A metà tra documentario e teatro "La trattativa" fa centro al Festival di Venezia 2014 e racconta uno dei pezzi di storia dell'Italia
“Da dove viene questa Italia che abbiamo sotto agli occhi?”. Se lo è chiesto Sabina Guzzanti, sbarcata a Venezia con il suo settimo film La trattativa, ovvero quella fra Stato e mafia, presentato nella sezione fuori concorso. “Se non ci fosse stata la trattativa questo sarebbe stato un paese diverso e forse migliore” ed è proprio per questo motivo che la regista, come sempre nei suoi film, qui anche in veste di attrice e produttrice, ha deciso di spiegare a tutti attraverso il cinema, il mezzo collettivo per eccellenza, cos'è la trattativa e cosa ha prodotto.
Realizzato in modo indipendente, il film è stato girato in quattro anni, dopo un grandissimo lavoro di ricerca come ha spiegato la Guzzanti: “Ho studiato e scritto varie sceneggiature ognuna in chiave diversa e mi sono avvalsa dell'aiuto di Giorgio Mottola, giornalista di Report, per controllare che tutto quello che si dice nel film fosse stato detto realmente”. Un film proprio per questo “inattaccabile” che s'ispira al cortometraggio di Elio Petri, Tre ipotesi sulla morte di Giuseppe Pinelli, con protagonista Gian Maria Volontè, e adotta una struttura di stampo teatrale. Alle parti di fiction, in cui la scena si crea al momento e gli attori recitano ognuno più ruoli e adottano un modello recitativo brechtiano, per ricordare continuamente allo spettatore che quello che stanno vedendo è il punto di vista di quel personaggio, vengono mixate immagini di archivio e grafiche esplicative. E non a caso la Guzzanti fa riferimento al teatro epico di Bertolt Brecht in cui l'effetto di straniamento permetta allo spettatore di non identificarsi con i fatti che passano sullo schermo ma consenta l'attuazione di analisi e critica sui fatti narrati.
Una struttura molto particolare che si sposa con l'argomento del film, come ha spiegato la regista: “Era impossibile fare questo film o solo di genere documentario o solo di finzione, il secondo sarebbe stato molto bello ma impossibile per questione di budget (il film non ha avuto alcun contributo statale perché non riconosciuto di valenza culturale ndr). È necessario inserire un ragionamento e non solo elencare i fatti, perciò sono molto contenta di aver trovato questa forma”.

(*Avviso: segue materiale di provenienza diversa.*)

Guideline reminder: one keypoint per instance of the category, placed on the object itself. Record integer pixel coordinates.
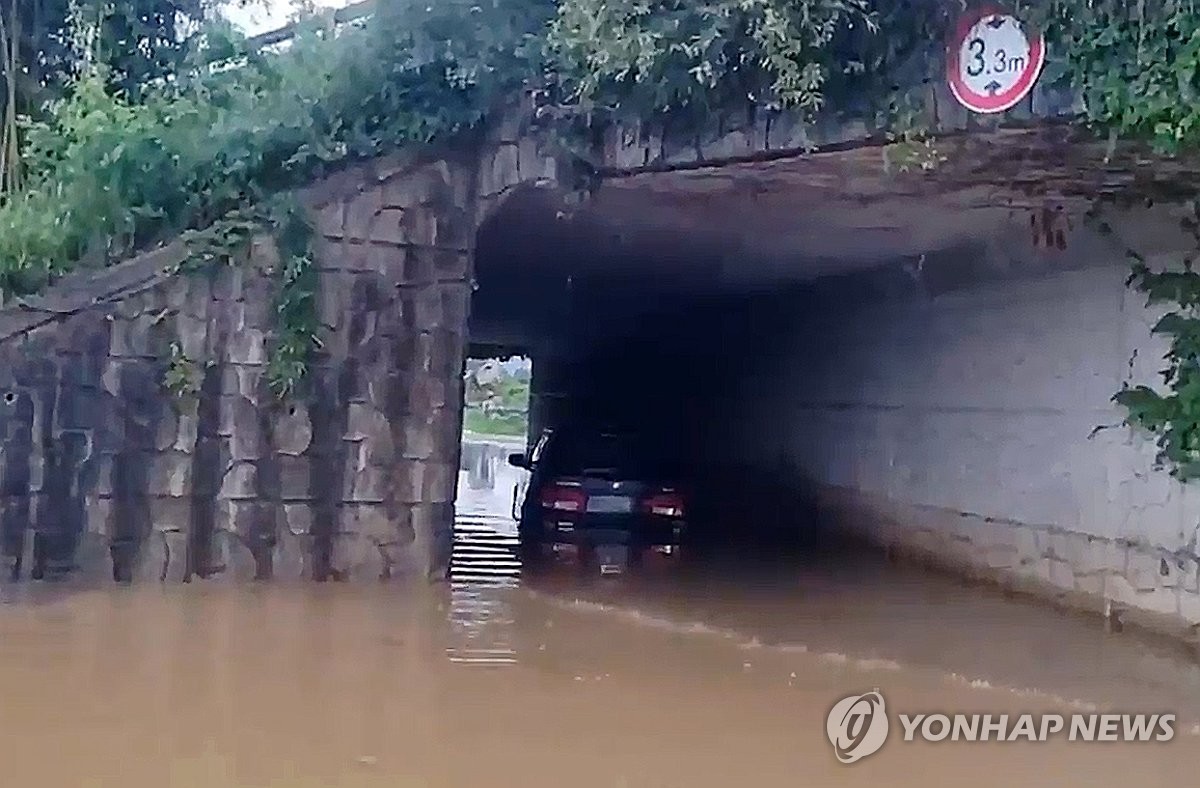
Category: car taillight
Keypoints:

Una scoperta che ha cambiato il corso della costruzione del film è stata la scoperta di un servizio che offre Radio radicale che mette a disposizione degli utenti tutti i processi del nostro paese. “Ho ascoltato i processi e ho imparato molto. In Italia siamo abituati ad aspettare i risultati di un processo per poter esprimere dei pensieri su vicende di grandissima importanza per il nostro paese. Ma il processo serve solo a trovare i colpevoli, dunque perché l'opinione pubblica allora non ne discute?” si è chiesta la regista che invita con la sua ultima opera a discutere e partecipare ai fatti del paese.
Applaudito durante e al termine della proiezione con la regista in sala, La trattativa uscirà al cinema, distribuito da BIM, il prossimo 2 ottobre e si prepara a far discutere. Ma in fin dei conti della trattativa Stato mafia se c'è già sentito parlare moltissimo e per questo alcuni non hanno apprezzato il documentario ("Meglio un servizion di Report" hanno commentato alcuni) che troppe volte strizza l'occhio al pubblico e cerca di portarlo con mezzucci dalla propria parte.